1992 Hong Kong film by Sammo Hung

Moon Warriors is a 1992 Hong Kong wuxia film directed by Sammo Hung, written by Alex Law, and produced by Jessica Chan. The film starred Andy Lau, Kenny Bee, Anita Mui and Maggie Cheung. The film was released theatrically in Hong Kong on 19 December 1992.

== Synopsis ==
Fei, a fisherman who is secretly a highly skilled swordsman, saves Yan Shisan, the 13th prince of the Yan kingdom, and befriends him. While Yan Shisan is recovering from his injuries, the fishing village comes under attack by assassins sent by Yan Shisi, Yan Shisan's 14th brother who has usurped the throne. Fei leads Yan Shisan to hide in a remote tomb, where the prince expresses his wish to work with his ally, the Lord of Lanling, to seize back the throne. Fei then goes to find the Lord of Lanling's daughter Yueya'er.

While escorting Yueya'er back to the tomb to meet Yan Shisan, they are attacked by an assassin and Fei is wounded. While Fei is recuperating under Yueya'er's care, they fall in love with each other. However, Yueya'er feels torn as she has already been betrothed to Yan Shisan. The assassin who attacked Fei earlier turns out to be Moxian'er, a guardian originally sent by Yan Shisi to find an opportunity to kill Yan Shisan. Moxian'er has been delaying her mission because she has gradually fallen in love with the prince over time.

After Yueya'er meets Yan Shisan at the tomb, the prince decides to hold their wedding in the autumn and offers to make Fei a general. Fei, who is used to a carefree lifestyle, turns down the offer. One night, after Yan Shisan's men are mysteriously killed, Moxian'er accuses Yueya'er of having a secret affair with Fei, and tries to kill Yueya'er. However, Yueya'er also accuses Moxian'er of being a spy working for Yan Shisi.

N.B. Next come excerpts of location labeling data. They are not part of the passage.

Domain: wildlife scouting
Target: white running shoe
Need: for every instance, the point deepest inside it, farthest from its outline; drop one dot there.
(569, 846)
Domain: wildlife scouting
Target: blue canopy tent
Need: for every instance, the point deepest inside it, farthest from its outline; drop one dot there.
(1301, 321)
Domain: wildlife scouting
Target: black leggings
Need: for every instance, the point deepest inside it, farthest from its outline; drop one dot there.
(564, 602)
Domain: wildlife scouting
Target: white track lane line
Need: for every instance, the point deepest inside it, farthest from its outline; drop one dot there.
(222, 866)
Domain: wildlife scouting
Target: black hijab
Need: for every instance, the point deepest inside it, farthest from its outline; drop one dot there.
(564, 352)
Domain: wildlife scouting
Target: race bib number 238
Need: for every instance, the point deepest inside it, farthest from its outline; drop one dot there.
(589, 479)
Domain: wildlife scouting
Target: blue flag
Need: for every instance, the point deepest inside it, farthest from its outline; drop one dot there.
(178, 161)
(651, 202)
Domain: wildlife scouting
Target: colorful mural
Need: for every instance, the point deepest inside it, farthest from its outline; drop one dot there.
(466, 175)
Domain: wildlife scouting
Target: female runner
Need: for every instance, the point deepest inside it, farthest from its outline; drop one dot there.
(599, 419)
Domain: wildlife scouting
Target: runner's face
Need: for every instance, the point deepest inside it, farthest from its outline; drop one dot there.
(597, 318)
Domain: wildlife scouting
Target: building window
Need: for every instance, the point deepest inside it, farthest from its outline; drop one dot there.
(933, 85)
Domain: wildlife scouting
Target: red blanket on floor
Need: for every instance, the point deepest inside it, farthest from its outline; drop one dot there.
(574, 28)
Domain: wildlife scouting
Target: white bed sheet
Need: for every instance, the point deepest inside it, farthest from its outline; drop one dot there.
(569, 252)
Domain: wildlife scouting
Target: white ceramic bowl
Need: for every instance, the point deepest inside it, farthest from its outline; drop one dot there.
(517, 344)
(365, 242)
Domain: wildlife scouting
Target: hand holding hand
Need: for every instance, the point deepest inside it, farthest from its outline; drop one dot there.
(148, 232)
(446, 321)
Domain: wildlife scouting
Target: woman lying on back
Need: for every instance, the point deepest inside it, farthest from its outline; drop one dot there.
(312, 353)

Eventually, Yan Shisi leads his soldiers to the village and kills the villagers. Yan Shisan is forced to face Yan Shisi in a fight, during which Moxian'er sacrifices herself to save Yan Shisan. Fei, despite being seriously wounded, manages to defeat and kill Yan Shisi. Yueya'er also dies of her injuries in Fei's arms.

== Music ==

| Song | Composer | Lyricist | Singer | Notes |
| You and I Are the Most Freedom (最自由是我和你) | James Wong |  | Andy Lau | Theme song |
| Let Spring Show My Smile (趁春濃為我展歡顏) | Sally Yeh | Insert theme |

== Critical reception ==
Empire gave the film a score of 4/5 stars, praising its balance in character development and jaw-breaking action. Andrew Saroch of Far East Films gave the film a similar score of 4/5 stars and praises the quality of the action choreography and the emotional nature of the characters' dilemmas, J. Doyle Wallis of DVD Talk gave the film a score of 3.5/5 stars, praising Andy Lau and Anita Mui's performances, the action choreography and the set locations. Time Out describes the film as "a visually splendid, dramatically rich, but somewhat rarefied martial arts yarn."